It’s easy to assume that the role of a parent diminishes as a child approaches high school graduation. This is when many parents choose to step back and allow their kids to become the primary decision-makers in their own lives.
But the time between high school and college is more than just a symbolic transition from childhood to adulthood – it’s a period of life-changing and complicated decisions. How your child navigates the questions of school choice, financial aid and student loan debt will have a major impact on not just their college years, but the trajectory of their entire adult life.
You can’t make those choices for them, but you can help guide them through the process. Here’s how to do it.
Apply for the FAFSA Together
The Free Application for Federal Student Aid (FAFSA) is the form that determines how much financial aid a student can receive. The federal government uses the FAFSA to calculate a family’s expected financial contribution and then decides how much the student should receive in federal grants and scholarships.
Universities also use the FAFSA to assign their own financial aid, both need-based and merit-based. Families can apply for the FAFSA starting October 1, and it’s best to apply as soon as possible.
Keep your child in the loop with the FAFSA so they understand how the process works. Explain why you can’t afford to pay for the entire tuition bill and how they’ll need to find outside funding.
Parents have to fill out the FAFSA every year to account for any changes in income and family size. If you suspect your financial situation will affect your child’s FAFSA results, let them know as soon as possible.

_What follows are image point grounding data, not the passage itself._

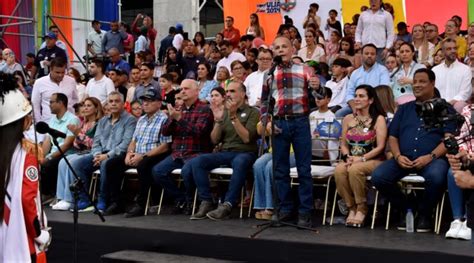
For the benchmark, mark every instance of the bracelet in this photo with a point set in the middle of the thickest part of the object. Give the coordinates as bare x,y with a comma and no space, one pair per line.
344,157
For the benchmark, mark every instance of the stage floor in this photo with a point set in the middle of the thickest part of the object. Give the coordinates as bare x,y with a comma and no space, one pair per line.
229,240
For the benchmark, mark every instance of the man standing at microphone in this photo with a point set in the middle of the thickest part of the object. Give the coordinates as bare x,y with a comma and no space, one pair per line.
290,88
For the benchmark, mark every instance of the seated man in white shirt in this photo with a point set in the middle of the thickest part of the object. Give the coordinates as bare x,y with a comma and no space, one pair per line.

Explain Federal and Private Student Loans
There are two types of student loans, federal and private. Federal loans are backed by the Department of Education and have a variety of income-based repayment options for struggling students. Parents fill out the FAFSA to determine student loan eligibility.

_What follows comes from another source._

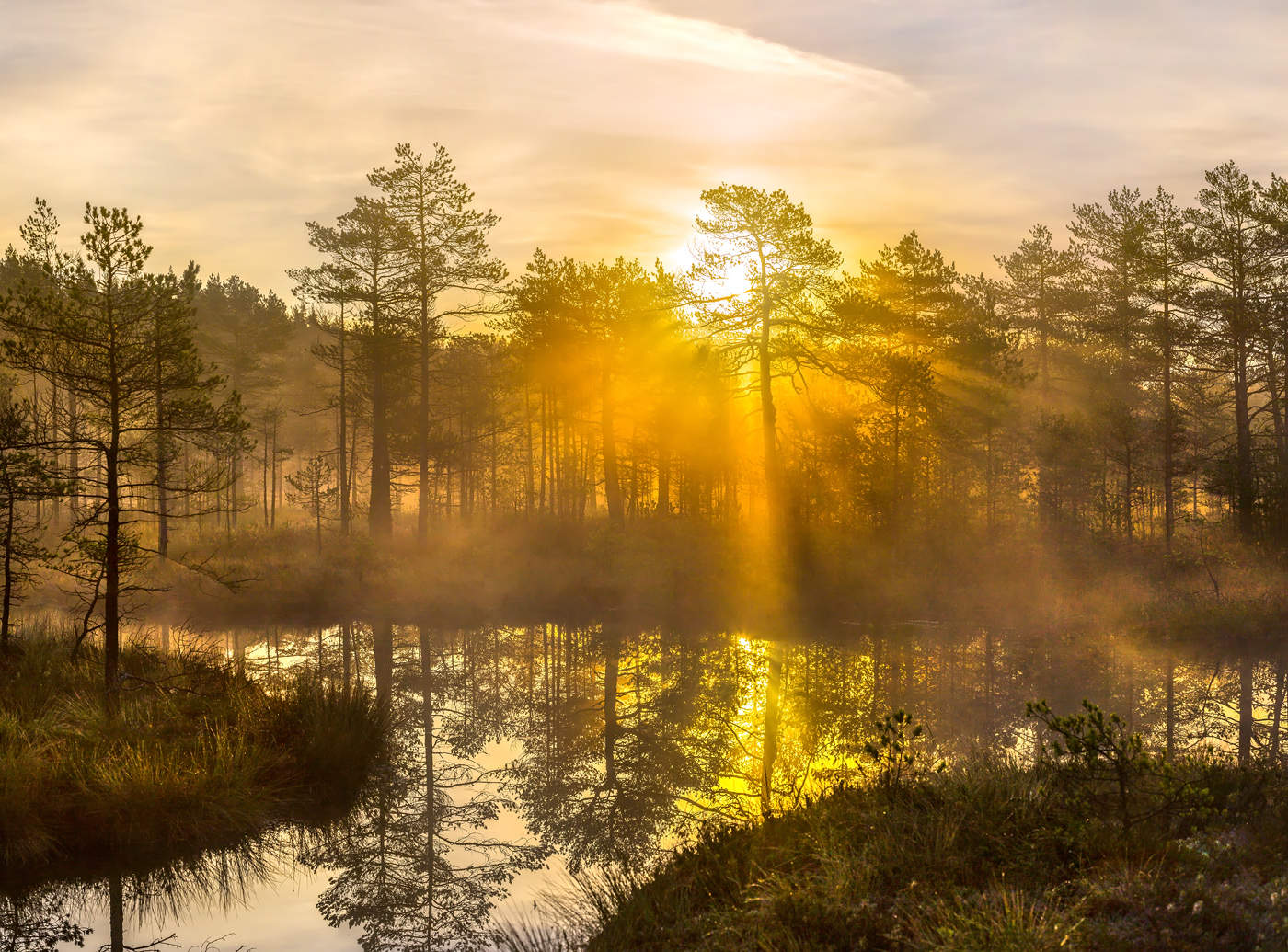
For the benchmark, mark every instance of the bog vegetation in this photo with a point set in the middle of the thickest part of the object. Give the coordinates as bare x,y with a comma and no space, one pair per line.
1097,428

Private loans have higher interest rates and are less likely to have income-based repayment options. If your child loses his or her job after college and can’t afford payments, the private lender is unlikely to work with them. They’ll have more repayment options with federal loans.
Most students borrow private loans after they reach the limit for federal student loans. Parents often have to cosign private loans, because the lender needs an adult with a solid credit score and stable income to provide assurance that the loan won’t default.
Parents and students can both take out federal loans to pay for a college education. The government has a special Parent PLUS loan program which allows parents to borrow the difference between the attendance cost and any other financial aid their child qualifies for.
If you’re going to take out a student loan for your child, decide early on who will be responsible for paying it back. Will you ask your child to take over payments after graduation, or will you handle them yourself? If you take out a loan in your name, your child won’t have any legal obligation to pay them back.
Encourage Your Child to Apply for Scholarships
When I reached the second semester of my senior year in high school, all my motivation went out the window. I was ready to graduate and start my new life. I had already been accepted to college and had a decent financial aid package. I spent my free time watching movies and dreaming about how to decorate my dorm.
My parents and college counselor encouraged me to apply for scholarships, but my senioritis was too strong. The bulk of my financial aid was already accounted for, and I didn’t want to spend hours working on an application for a $500 scholarship.
It wasn’t until I started paying back my student loans that I realized what a big difference all those little scholarships could have made. I was only earning $1,750 a month after taxes, so all of a sudden $500 seemed like a big deal.
Encourage your child to apply for as many scholarships as possible – even the ones that seem like a long shot. Remind them to keep applying even after they start college. I got a few scholarships as an upperclassman that reduced my loan burden.
Help Them Understand their Student Loans
When I was in high school, I applied to both public and private colleges, including ones I knew I couldn’t afford. My parents made it clear that borrowing $100,000 to get a journalism degree wasn’t a wise choice, so I made my final choice partly based on affordability. Even then, I didn’t understand the impact student loan debt would have on my life.
When I graduated college with $24,000 in student loans, it took me five months to find a full-time job. I eventually landed a gig as a newspaper reporter making $28,000 a year, and shortly after that my first student loan payment arrived. The payment was $350 and I was making $1,750 a month after taxes, so 20% of my take-home pay was going to student loans.
This was a hard reality for me to accept. I had been so responsible, choosing an affordable college and not borrowing more than I thought I could pay back – so how was my debt burden still so high?
I was able to scrape by and make the payments, but I didn’t have much left over for discretionary spending. Most of my weekend nights were spent in my cheap apartment watching Netflix, and a candy bar from the nearby gas station was the fanciest luxury I could afford.
Give your child a mock budget to show how student loans will affect their life after college. I wish I had understood how my loans would affect my ability to travel, pay for car repairs or splurge every once in a while. Show them how choosing a more affordable school will provide more options after graduation. Even if they still choose to take on significant student loan debt, they’ll do so with a full understanding of the consequences.